- Genre: Science drama Sitcom
- Screenplay by: Mrinal Jha
- Story by: Mrinal Jha Dialogues Rekha Modi
- Directed by: Abhigyan Jha
- Creative director: Preeti Bijlani
- Starring: Prapti Shukla; Mouli Ganguly;
- Composers: lyricist Abhigyan Jha Niranjan
- Country of origin: India
- Original language: Hindi
- No. of seasons: 1
- No. of episodes: 66

Production
- Producers: Mrina Jha Abhigyan Jha
- Production location: Mumbai
- Animators: VFX Ganesh Reshawat Arpit Agarwal (Flying Todes Entertainment)
- Editors: Sujit Das Shambhu Singh Sanjeet Kumar
- Camera setup: Multi-camera
- Running time: 24 minutes
- Production company: MAJ Productions

Original release
- Network: Dangal TV
- Release: 15 April – 29 June 2024

= Janani – AI Ki Kahani =

Indian television series

Janani – AI Ki Kahani ( is an Indian science fiction Drama television series, produced by MAJ Production, which aired from 15 April 2024 on Dangal. It stars Prapti Shukla, Mouli Ganguly and Nitin Guleria. It is the first Indian show based on AI and the fourth Hindi show based on robot. The show was went off-air on 29 June 2024 without an ending.

==Plot==
The need to save her daughter's life from a fatal disease, forces Ira, a scientist-turned-mother, to invent an AI robot.

==Cast==
===Main===
- Prapti Shukla as
  - Tara Sharma: Ira and Virat's daughter; Pranali and Mauli's cousin; Ritik's girlfriend
    - Kiara Bhanushali as Child Tara Sharma
  - Sitara: An AI robot
- Mouli Ganguly as Ira Sharma: Scientist and Employee at ISAR; Virat's wife; Tara's mother
- Nitin Guleria as Ritik Parmar: Paresh's son; Monish's cousin; Tara's boyfriend

===Recurring===
- Sumit Kaul as Paresh "PP" Parmar: Scientist and Director at ISAR; Naresh's brother; Ritik's father; Virat and Ira's rival
- Harsha Gupte as Mrs.
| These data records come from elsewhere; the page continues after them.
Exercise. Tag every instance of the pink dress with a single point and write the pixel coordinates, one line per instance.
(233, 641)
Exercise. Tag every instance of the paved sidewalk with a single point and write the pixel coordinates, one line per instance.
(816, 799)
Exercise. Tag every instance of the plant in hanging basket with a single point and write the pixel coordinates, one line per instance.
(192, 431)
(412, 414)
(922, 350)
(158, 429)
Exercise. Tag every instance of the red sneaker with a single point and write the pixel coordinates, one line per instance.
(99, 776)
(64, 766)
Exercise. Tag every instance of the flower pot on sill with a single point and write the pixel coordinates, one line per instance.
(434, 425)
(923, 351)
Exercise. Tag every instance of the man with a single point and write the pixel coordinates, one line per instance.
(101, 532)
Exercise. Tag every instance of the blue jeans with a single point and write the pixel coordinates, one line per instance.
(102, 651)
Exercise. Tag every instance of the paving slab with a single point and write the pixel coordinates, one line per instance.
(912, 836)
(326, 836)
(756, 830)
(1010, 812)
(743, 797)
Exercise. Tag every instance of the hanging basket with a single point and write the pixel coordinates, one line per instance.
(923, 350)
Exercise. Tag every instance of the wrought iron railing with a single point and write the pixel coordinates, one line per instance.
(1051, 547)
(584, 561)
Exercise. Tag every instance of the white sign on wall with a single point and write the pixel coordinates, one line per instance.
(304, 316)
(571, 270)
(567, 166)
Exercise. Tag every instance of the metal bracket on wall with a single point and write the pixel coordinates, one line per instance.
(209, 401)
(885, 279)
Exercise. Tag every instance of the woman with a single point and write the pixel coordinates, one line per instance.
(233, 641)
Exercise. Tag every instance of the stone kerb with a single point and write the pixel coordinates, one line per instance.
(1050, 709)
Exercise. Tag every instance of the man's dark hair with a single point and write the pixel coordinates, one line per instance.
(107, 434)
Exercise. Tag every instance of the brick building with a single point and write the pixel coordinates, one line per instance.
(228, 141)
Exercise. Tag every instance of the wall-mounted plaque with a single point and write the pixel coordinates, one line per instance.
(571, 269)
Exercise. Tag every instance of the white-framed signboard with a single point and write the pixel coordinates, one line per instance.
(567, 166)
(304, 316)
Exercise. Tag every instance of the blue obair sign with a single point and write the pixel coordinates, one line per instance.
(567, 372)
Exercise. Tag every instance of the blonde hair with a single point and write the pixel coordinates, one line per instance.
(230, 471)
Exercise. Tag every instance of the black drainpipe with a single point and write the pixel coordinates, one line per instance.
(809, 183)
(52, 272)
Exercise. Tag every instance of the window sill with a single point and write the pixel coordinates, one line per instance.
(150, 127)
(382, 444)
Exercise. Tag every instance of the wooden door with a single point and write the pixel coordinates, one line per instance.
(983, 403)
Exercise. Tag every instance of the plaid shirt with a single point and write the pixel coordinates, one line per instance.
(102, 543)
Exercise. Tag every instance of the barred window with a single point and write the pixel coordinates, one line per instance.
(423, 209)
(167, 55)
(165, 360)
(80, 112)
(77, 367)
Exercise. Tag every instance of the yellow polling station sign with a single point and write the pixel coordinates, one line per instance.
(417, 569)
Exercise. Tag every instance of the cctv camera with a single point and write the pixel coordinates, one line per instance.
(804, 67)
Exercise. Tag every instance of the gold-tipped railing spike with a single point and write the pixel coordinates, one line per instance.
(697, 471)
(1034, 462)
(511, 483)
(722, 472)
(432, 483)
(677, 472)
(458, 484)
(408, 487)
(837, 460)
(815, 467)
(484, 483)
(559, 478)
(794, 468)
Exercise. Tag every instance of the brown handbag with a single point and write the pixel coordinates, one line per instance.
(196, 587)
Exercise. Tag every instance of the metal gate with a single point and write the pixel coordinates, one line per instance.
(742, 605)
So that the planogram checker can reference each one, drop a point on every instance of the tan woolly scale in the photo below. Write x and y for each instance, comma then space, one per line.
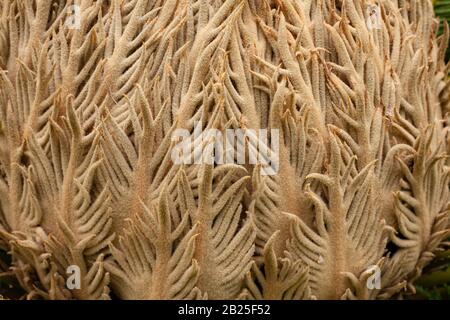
86, 121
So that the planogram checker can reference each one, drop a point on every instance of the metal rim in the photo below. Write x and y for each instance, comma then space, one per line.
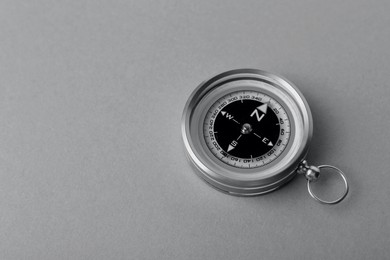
240, 185
337, 170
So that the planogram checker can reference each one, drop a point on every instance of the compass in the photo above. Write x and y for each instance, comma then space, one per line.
247, 133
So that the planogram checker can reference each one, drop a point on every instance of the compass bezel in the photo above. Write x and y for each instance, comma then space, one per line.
243, 181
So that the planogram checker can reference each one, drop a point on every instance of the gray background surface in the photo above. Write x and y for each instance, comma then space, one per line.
91, 160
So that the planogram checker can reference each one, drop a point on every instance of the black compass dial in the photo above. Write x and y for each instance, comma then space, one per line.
246, 129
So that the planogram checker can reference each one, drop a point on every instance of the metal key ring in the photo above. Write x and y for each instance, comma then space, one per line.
333, 201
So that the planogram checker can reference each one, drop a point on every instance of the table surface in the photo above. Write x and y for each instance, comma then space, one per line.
92, 164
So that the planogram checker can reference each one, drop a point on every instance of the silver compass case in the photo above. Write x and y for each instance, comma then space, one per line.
237, 180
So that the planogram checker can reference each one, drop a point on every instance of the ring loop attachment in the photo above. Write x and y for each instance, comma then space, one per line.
312, 173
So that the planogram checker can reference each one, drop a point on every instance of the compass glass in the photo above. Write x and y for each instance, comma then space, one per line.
246, 129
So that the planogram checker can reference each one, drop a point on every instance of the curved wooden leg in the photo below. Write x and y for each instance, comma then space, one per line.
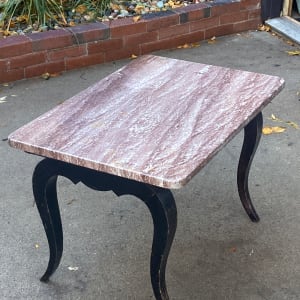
251, 140
44, 190
164, 219
159, 201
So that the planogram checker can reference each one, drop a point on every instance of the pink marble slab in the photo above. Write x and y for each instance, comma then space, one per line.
157, 120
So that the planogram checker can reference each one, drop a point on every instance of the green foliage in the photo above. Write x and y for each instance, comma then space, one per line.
42, 12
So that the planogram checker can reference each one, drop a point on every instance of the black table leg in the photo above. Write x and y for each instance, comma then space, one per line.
159, 201
251, 140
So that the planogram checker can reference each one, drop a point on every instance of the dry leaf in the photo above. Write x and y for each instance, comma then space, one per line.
296, 52
46, 76
136, 18
263, 27
2, 99
290, 123
293, 124
212, 40
188, 46
273, 129
53, 75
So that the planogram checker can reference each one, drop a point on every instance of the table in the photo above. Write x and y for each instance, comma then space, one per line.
144, 130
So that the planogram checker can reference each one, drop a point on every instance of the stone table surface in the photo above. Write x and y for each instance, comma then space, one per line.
157, 120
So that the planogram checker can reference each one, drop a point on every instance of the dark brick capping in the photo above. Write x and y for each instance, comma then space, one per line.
65, 49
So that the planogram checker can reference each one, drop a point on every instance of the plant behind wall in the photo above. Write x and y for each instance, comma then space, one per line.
45, 14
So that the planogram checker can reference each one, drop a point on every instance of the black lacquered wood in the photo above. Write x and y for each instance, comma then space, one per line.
252, 137
159, 201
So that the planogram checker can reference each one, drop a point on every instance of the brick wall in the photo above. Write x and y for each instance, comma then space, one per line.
65, 49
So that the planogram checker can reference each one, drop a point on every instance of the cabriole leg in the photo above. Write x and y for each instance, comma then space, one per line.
251, 140
159, 201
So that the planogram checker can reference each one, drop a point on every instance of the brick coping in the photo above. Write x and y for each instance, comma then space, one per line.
23, 57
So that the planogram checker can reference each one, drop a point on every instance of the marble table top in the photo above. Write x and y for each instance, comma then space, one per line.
157, 120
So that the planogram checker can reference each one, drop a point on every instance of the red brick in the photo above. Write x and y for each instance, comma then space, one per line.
38, 70
89, 32
219, 31
12, 75
221, 9
200, 14
250, 4
122, 53
83, 61
142, 38
62, 53
162, 22
173, 42
254, 14
244, 26
234, 17
123, 27
104, 46
27, 60
171, 31
195, 11
14, 46
3, 65
52, 39
204, 24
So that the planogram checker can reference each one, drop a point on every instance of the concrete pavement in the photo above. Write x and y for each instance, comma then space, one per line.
217, 253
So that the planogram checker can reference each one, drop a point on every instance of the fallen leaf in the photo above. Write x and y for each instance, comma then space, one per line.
290, 123
293, 124
46, 76
273, 129
188, 46
263, 27
212, 40
2, 99
53, 75
296, 52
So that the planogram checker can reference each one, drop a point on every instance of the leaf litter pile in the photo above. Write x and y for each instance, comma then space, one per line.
18, 17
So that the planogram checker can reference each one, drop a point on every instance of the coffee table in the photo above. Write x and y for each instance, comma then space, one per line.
144, 130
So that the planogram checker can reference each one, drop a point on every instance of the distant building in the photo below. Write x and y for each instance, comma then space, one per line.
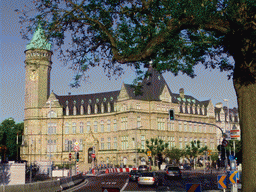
109, 121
Sharma: Virat, Yogesh and Roshan's mother; Pranali, Mauli, and Tara's grandmother
- Mazher Sayed as Virat Sharma: Scientist; Mrs. Sharma's eldest son; Yogesh and Roshan's brother; Ira's husband; Tara's father
- Ayesha Khan as Shalu Sharma: Yogesh's wife; Pranali and Mauli's mother
- Priyank Tatariya as Yogesh Sharma: Mrs. Sharma's second son; Virat and Roshan's brother; Shalu's husband; Pranali and Mauli's father
- Mitali Pandey as Pranali "Polly" Sharma: Shalu and Yogesh's elder daughter; Mauli's sister; Tara's cousin; Monish's fiancée
- Meghna Kukreja as Mauli Sharma: Shalu and Yogesh's younger daughter; Pranali's sister; Tara's cousin
- Ayush Viz as Roshan Sharma: Mrs. Sharma's youngest son; Virat and Yogesh's brother
- Aashika Bhatia as Chandini: Sitara in disguise as Ritik's ex-girlfriend
- Varun Jain as Monish Parmar: Maya and Naresh's son; Ritik's cousin; Pranali's fiancé
- Bindia Kalra as Maya Parmar: Naresh's wife; Monish's mother
- Parimal Bhattacharya as Naresh Parmar: Paresh's brother; Maya's husband; Monish's father
- Dhyey Mehta as Jeete: Pranali's ex-boyfriend
- Raman Sharma as Ishaan: Pranali's friend

==Production==
===Casting===
The series was announced by MAJ Productions and was confirmed Dangal TV. The first promo was released March 2024 featuring Prapti Shukla and Mouli Ganguly. It was Launched on 15 April 2024. It replaced the television series Daalchini.
===Cancellation===
The Show Went off air Within three Months. The last episode aired on 29 June 2024. The show ran for 66 episodes.